Денис смотрел на меня, и я вновь почуяла, что я сейчас для него не только ученая молодая дама, из тех, кто создает или низвергает репутации. Было нечто в его взгляде, что трудно было расшифровать. Грусть, изумление, досада. «Но почему грусть?» – неясно откликнулось во мне. «Оттого, что я сейчас уйду», – тут же вспыхнуло в ответ, и я почувствовала острое удовольствие, а вслед за ним что-то болезненное. Мне тоже стало не по себе от ощущения, что это завязавшееся сейчас оборвется. Неожиданно для себя самой я взглянула на Ганина и поняла, что он наблюдает за нами.
– Еще раз поздравляю, – сказала я. – До свидания.
– Хотелось бы, – сказал Денис.
Я не сразу сообразила.
– Чего?
– Свидания, – усмехнулся он.
Ганин многозначительно покачал головой.
– Ну что же, – сказала я, – приходите. Сговоритесь с Борисом Петровичем, он вас приведет.
– Сговоримся, – заверил Ганин.
– Можно? – обрадовался Денис. – Я приду.
– Буду рада, – сказала я.
Мы шли с Ганиным по темной Шаболовке. Трамвая долго не было, решено было пойти пешком, авось попадется зеленый огонек. Шли молча. Неожиданно Ганин сказал:
– Ах, Сашенька, легкомысленно я поступил, завлекши вас к этому родничку.
Я засмеялась. И поймала себя на том, что смеюсь с тем же острым удовольствием, которое испытала, поняв, что Денис опечален. Очевидно, теперь меня порадовал ганинский вздох, ведь усмешливость его тона не могла скрыть, что ему не по себе от моего оживления.
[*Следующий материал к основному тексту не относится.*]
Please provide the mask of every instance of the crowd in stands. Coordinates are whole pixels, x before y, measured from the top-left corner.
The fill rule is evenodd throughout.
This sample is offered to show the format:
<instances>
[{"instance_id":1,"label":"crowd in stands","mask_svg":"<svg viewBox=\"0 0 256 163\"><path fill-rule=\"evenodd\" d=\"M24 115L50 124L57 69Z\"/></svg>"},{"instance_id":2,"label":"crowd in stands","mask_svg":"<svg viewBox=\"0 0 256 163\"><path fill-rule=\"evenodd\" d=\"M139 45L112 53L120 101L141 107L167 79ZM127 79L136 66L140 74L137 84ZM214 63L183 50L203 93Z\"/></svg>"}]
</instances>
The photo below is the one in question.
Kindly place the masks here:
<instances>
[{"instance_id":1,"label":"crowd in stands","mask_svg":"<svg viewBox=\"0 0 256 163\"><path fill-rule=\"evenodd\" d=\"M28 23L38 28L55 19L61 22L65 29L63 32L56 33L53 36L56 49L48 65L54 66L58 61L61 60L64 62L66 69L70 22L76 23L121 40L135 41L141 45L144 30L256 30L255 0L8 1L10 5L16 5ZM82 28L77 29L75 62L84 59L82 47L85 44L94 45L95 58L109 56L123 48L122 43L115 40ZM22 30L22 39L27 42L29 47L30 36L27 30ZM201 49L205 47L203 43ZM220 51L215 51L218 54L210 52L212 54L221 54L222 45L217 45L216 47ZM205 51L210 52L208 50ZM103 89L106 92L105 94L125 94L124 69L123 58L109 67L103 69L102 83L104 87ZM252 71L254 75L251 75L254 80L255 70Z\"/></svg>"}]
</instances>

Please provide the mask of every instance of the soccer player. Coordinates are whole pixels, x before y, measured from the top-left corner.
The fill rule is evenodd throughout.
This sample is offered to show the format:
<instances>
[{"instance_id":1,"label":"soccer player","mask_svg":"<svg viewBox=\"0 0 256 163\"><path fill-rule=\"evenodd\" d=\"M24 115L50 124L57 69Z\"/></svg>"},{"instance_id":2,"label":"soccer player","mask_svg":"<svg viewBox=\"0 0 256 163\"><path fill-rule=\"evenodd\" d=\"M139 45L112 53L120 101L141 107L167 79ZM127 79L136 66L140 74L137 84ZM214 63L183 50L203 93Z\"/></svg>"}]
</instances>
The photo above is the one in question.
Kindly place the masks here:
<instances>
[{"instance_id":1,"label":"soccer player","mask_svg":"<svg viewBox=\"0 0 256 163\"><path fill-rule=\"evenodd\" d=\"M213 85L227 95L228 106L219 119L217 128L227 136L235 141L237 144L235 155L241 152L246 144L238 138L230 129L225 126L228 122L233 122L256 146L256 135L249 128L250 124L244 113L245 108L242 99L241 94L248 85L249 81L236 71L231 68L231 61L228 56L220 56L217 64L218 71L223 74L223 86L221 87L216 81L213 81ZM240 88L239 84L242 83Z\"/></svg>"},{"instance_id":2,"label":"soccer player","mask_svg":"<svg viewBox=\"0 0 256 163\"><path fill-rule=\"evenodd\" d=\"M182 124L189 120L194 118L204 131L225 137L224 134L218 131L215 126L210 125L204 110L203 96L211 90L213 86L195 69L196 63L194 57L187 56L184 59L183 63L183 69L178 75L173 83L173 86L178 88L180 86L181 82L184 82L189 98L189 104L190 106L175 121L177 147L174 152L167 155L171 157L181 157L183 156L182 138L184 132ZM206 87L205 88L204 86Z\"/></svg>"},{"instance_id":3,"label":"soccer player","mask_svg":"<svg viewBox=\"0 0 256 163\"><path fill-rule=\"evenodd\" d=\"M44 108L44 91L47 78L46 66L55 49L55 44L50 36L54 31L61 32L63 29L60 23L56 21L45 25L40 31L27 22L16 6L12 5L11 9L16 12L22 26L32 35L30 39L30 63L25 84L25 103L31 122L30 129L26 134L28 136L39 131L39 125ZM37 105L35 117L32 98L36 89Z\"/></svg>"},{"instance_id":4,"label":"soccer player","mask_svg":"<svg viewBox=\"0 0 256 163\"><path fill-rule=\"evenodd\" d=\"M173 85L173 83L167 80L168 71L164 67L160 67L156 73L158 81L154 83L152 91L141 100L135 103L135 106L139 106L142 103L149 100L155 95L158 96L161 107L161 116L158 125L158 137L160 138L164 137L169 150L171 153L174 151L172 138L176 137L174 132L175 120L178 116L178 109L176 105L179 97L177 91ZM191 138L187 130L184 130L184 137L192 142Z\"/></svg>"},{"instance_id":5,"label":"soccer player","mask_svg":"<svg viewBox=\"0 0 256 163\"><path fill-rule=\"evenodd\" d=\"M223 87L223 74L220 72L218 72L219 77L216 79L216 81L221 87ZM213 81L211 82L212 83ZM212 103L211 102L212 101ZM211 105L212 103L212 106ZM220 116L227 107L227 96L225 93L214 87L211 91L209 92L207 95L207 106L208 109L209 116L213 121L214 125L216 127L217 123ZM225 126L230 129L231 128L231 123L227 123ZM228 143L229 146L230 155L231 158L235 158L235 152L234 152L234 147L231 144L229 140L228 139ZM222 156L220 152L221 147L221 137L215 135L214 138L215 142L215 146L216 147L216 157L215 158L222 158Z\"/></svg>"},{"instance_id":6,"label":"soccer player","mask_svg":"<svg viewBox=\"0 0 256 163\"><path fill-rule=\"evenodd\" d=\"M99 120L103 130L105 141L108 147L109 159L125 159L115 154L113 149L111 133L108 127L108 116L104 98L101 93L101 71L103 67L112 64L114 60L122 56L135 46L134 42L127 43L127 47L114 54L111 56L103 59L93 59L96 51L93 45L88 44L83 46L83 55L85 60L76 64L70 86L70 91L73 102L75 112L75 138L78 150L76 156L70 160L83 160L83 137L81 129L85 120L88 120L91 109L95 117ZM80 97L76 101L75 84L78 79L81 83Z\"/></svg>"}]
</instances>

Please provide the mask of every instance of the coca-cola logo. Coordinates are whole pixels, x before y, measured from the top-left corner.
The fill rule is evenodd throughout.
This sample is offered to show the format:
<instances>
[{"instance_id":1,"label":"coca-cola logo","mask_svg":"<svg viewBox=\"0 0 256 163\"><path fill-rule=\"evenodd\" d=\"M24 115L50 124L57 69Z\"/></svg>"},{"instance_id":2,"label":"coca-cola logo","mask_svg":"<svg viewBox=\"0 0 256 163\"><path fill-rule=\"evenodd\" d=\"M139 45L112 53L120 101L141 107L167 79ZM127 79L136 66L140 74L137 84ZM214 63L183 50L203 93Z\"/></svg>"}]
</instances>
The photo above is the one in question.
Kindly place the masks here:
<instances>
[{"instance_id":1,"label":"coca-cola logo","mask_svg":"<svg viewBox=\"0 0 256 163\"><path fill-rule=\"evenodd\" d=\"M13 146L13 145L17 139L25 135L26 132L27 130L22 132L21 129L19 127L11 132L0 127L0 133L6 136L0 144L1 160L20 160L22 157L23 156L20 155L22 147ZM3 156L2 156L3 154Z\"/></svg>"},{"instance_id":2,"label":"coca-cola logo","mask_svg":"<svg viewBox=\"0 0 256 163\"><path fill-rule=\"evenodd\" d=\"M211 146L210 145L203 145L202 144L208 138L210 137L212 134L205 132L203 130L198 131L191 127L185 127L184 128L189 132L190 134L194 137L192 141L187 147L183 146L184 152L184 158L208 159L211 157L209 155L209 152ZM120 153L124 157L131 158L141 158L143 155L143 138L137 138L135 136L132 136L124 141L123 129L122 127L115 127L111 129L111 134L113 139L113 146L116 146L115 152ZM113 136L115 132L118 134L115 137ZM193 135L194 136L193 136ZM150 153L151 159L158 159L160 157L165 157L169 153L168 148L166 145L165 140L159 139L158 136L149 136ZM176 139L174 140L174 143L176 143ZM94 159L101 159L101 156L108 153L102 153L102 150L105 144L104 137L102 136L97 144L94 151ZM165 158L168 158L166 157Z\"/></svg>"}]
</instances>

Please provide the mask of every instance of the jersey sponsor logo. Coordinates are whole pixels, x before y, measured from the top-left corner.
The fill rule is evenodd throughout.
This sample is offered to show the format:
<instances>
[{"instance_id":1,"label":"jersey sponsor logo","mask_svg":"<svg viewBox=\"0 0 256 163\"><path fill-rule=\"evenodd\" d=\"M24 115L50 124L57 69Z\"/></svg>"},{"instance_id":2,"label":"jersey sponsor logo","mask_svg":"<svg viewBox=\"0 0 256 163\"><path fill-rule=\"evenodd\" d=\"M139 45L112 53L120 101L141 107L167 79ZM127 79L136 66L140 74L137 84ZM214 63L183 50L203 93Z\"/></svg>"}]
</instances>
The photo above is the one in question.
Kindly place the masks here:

Занятно, однако же, устроен человек, причем вполне добропорядочный и отзывчивый. Для того, чтобы почувствовать некоторую радость, ему необходима чья-то маленькая боль. Очевидно, иначе самоутверждение неполно. Это открытие огорчило меня, но тут же пришло и другое, – дело не в досаде моего спутника. Дело в том, что мне приятно думать о Денисе, приятно знать, что он так выделил меня из всей этой подчинившейся ему толпы. Маленькая победа над победителем? Нет, не только. Что-то завязалось. Да, что-то завязалось.
Был холодный мартовский вечер. Снег еще не стаял, во дворах лежали горбатые с темными проломами сугробы, дул ветер. Но я знала, что длинная и надоевшая зима на исходе, и оттого, что я это знала, на душе моей было празднично и светло.
ГЛАВА ВТОРАЯ
Прежде чем продолжить, я должна признаться: сейчас я испытываю неудобное и неуютное ощущение. Дело в том, что мне придется говорить о себе и о своей семье. Именно – придется. С вашим знанием людей вы можете заподозрить меня в неискренности или, по крайней мере, в самообмане, ведь говорить о себе всегда приятно, наша собственная личность, как правило, полна для нас интереса, и нам почти невозможно допустить, что окружающих она занимает значительно меньше. Но даже если я не вполне свободна от этой слабости, то все равно – обрисовать дом, в который попал Денис, необходимо. Иначе в дальнейшем обнаружатся досадные пробелы и многое покажется вам попросту неясным.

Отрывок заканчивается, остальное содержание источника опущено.